Creo que esta historia resalta algo my importante: Nuestro sentido de la existencia de Dios está muy ligado a la fidelidad a la oración. Sin embargo -y ésta es la paradoja-, es difícil mantener una vida de oración, precisamente porque nuestro sentido de Dios con frecuencia es débil. Digámoslo sencillamente: orar no es fácil. Es fácil hablar sobre la oración, pero tenemos que luchar para mantener, a largo plazo, una oración real y auténtica en nuestra vida.
La oración resulta fácil solamente a los principiantes o a los ya santos. Durante todos esos largos años intermedios, la oración es difícil. ¿Por qué? Porque se rige por las mismas dinámicas interiores que el amor, y el amor es agradable y dulce solamente en su fase inicial, cuando nos enamoramos por primera vez; y, de nuevo, en su fase madura y final. En el tiempo intermedio, el amor supone trabajo arduo, fidelidad tenaz, y necesita un compromiso deliberado por encima de lo que normalmente proveen nuestras emociones y nuestra imaginación.
La oración funciona de la misma manera. Inicialmente, cuando comenzamos a orar por primera vez, como ocurre a cualquier joven enamorado, tendemos a gozar de un período de fervor, de pasión, un período en el que nuestras emociones e imaginaciones nos ayudan a sentir que Dios existe y de que Dios escucha nuestra oración. Pero, conforme vamos profundizando y madurando más en nuestra relación con Dios, exactamente igual que en la relación amorosa con alguien a quien amamos, la realidad comienza a disipar una ilusión. No es que nos desilusionemos de Dios, sino más bien que llegamos a darnos cuenta de que muchos de los pensamientos y sentimientos fervorosos que creíamos se centraban en Dios en realidad se centraban en nosotros mismos. La desilusión es algo bueno. Es disipar una ilusión. Lo que pensábamos que era oración era en parte un hechizo sobre nosotros mismos.
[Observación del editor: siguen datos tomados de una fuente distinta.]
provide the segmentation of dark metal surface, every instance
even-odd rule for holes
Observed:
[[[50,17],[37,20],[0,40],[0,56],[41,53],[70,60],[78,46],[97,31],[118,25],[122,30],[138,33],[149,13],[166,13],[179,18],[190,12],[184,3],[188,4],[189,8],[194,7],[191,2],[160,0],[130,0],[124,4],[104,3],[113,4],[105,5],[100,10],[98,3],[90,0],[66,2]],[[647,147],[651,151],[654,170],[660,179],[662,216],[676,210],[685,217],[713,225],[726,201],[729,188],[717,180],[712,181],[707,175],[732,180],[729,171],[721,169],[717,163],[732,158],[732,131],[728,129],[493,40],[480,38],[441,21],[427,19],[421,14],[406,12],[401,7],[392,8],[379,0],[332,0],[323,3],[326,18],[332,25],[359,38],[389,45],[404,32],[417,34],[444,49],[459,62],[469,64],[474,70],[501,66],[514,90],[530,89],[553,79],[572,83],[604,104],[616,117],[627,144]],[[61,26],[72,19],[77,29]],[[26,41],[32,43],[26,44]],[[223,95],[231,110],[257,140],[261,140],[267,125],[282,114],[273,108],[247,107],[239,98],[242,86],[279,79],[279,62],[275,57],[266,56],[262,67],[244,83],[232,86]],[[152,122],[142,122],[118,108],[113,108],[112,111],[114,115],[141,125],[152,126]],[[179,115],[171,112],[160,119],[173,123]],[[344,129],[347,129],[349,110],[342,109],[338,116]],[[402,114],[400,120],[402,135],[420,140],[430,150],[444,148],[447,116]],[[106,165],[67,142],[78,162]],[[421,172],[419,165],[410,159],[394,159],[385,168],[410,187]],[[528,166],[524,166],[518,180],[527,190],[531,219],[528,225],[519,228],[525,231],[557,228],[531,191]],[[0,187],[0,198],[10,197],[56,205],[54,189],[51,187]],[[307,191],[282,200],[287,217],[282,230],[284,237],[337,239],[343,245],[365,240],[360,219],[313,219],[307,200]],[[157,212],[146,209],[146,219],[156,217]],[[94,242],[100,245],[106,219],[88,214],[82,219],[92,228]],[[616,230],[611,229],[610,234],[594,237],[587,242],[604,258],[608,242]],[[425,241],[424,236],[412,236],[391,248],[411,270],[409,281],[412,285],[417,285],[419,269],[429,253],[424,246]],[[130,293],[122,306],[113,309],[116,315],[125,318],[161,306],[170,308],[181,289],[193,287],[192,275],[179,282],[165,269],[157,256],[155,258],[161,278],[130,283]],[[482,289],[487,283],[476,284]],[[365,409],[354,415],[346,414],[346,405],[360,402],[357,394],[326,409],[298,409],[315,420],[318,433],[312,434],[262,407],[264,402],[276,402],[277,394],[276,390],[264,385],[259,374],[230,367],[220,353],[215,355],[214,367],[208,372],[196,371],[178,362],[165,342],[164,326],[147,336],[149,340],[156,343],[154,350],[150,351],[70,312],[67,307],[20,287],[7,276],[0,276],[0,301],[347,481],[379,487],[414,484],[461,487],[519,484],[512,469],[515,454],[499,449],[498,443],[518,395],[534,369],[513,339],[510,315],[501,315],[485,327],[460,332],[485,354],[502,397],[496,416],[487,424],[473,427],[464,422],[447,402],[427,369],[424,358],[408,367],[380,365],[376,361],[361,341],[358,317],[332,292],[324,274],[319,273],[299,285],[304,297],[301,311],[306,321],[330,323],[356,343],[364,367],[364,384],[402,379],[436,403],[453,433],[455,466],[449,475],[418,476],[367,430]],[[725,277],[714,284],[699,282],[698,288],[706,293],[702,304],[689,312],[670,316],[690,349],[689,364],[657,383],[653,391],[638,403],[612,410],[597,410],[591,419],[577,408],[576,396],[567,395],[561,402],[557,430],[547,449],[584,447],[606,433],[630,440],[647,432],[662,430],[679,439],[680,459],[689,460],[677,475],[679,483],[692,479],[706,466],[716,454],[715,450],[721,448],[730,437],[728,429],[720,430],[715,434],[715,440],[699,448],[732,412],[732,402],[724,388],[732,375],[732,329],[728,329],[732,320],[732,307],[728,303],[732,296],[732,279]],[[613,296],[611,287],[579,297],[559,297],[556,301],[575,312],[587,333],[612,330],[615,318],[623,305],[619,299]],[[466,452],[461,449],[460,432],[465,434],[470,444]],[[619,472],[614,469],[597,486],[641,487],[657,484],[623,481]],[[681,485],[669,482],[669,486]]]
Cuando empieza este desencanto -y éste es un momento de maduración en nuestras vidas- es fácil creer que nos hicimos ilusiones con respecto al otro, la persona de la que nos habíamos enamorado o, en el caso de la oración, con respecto a Dios mismo. Entonces la reacción más cómoda es retirarse, abandonar, mirar todo el proceso como si hubiera sido una pura ilusión, un mal comienzo. En la vida espiritual, es entonces normalmente cuando dejamos de orar.
Pero lo que se requiere es precisamente lo contrario. Lo que debemos hacer, entonces, es acudir a la oración, exactamente como lo hicimos anteriormente, pero sin los pensamientos y sentimientos rebosantes de fervor; llenos de dudas, aburridos y despojados de nuestro encanto sobre nosotros mismos. Cuanto más profundizamos en las relaciones amorosas y en la oración, nos volvemos más inseguros de nosotros mismos, y esto es el comienzo de la madurez: Es precisamente al reconocer que “no sé cómo amar y no sé cómo orar”, cuando comienzo en primer lugar a entender en qué consiste realmente el amor y la oración.
Por tanto, no hay mejor consejo que el dado por el sacerdote jesuita a mi amigo, que se consideraba ateo: “¡Acude a orar, sin más! ¡Siéntate y quédate con humildad y en un silencio suficientemente largo, de forma que puedas oír al Otro, no a ti mismo!”